I don’t agree, but I find the problem not an easy one to express, let alone to resolve. I think also that the problem isn’t merely academic. In a way it might be the problem behind our troubles, showing up in a variety of subtle forms. What would a more than notional faith look like, in someone we meet? How might it appear in us? How might it feel?

We are apt to judge things by mere appearances, and those deceive. That’s not always because people want to deceive. It is a feature of our frailty, sinful or not. We are imitative creatures. In our dress, our walk, the lilt of our speech, our choice of words, our posture, and even in things we think are solid results of our dispassionate thought, such as our politics, we are in part play-actors. It is how children learn. But the play’s the thing: we lay a snare for others and fall into it ourselves.

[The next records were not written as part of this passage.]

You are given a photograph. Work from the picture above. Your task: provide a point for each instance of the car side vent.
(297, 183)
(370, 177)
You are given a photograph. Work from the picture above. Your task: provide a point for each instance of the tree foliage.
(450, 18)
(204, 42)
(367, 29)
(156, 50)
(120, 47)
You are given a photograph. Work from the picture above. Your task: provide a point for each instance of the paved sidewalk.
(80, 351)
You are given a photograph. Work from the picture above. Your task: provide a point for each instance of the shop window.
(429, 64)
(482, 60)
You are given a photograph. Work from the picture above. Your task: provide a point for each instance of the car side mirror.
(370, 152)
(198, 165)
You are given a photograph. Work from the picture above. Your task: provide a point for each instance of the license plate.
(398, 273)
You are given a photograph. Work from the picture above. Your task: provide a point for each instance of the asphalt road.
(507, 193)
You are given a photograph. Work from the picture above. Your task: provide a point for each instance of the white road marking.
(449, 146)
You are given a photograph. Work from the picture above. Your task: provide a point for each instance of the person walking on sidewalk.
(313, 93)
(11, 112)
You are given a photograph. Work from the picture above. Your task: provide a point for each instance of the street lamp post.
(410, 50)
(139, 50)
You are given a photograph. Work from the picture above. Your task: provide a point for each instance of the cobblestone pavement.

I’m not talking here about cold naked lies. The Pharisees believed they were righteous men, because they had so long adopted the habits of playing at righteousness. They acted well and persuaded themselves. What mere man can pierce through the shell upon calcific shell that overlays the human heart? I cannot. I have little doubt that McCarrick believed that he believed, and that most of the people he met believed it too. He was a nice man, perhaps, and I don’t mean that he merely pretended to be nice. He had so long played at being nice—because niceness is nine parts play and one part good digestion—that it almost makes no difference whether we consider his niceness to have been genuine or false. All such stuff is genuine as far as it goes, which isn’t far at all, not for any really important moral or spiritual purpose. Hitler was very nice to dogs. Plenty of abortionists have been nice men. They whistled while they worked. Nice people go to hell all the time.

If you are a nice person, and you know that you are nice, it’s hard to pray the necessary prayer of David, who confesses, “Behold, I was brought forth in iniquity, and in sin did my mother conceive me” (Ps. 51:5). It’s hard to think that sin penetrates all the way through your being, like dye. We don’t grasp the power of the words of the prophet, “For he is like a refiner’s fire and like fuller’s soap,” and “who can endure the day of his coming?” (Mal. 3:2). It’s not that we find it unpleasant, that image of lye soap scouring and burning its way to our souls, eating and destroying everything filthy in its way. We find it unreal. We are on stage, and take our hypocrisy, our play-acting for our own benefit, for reality. We say that God must refine us with fire, but the image remains ineffectual. What is there to refine?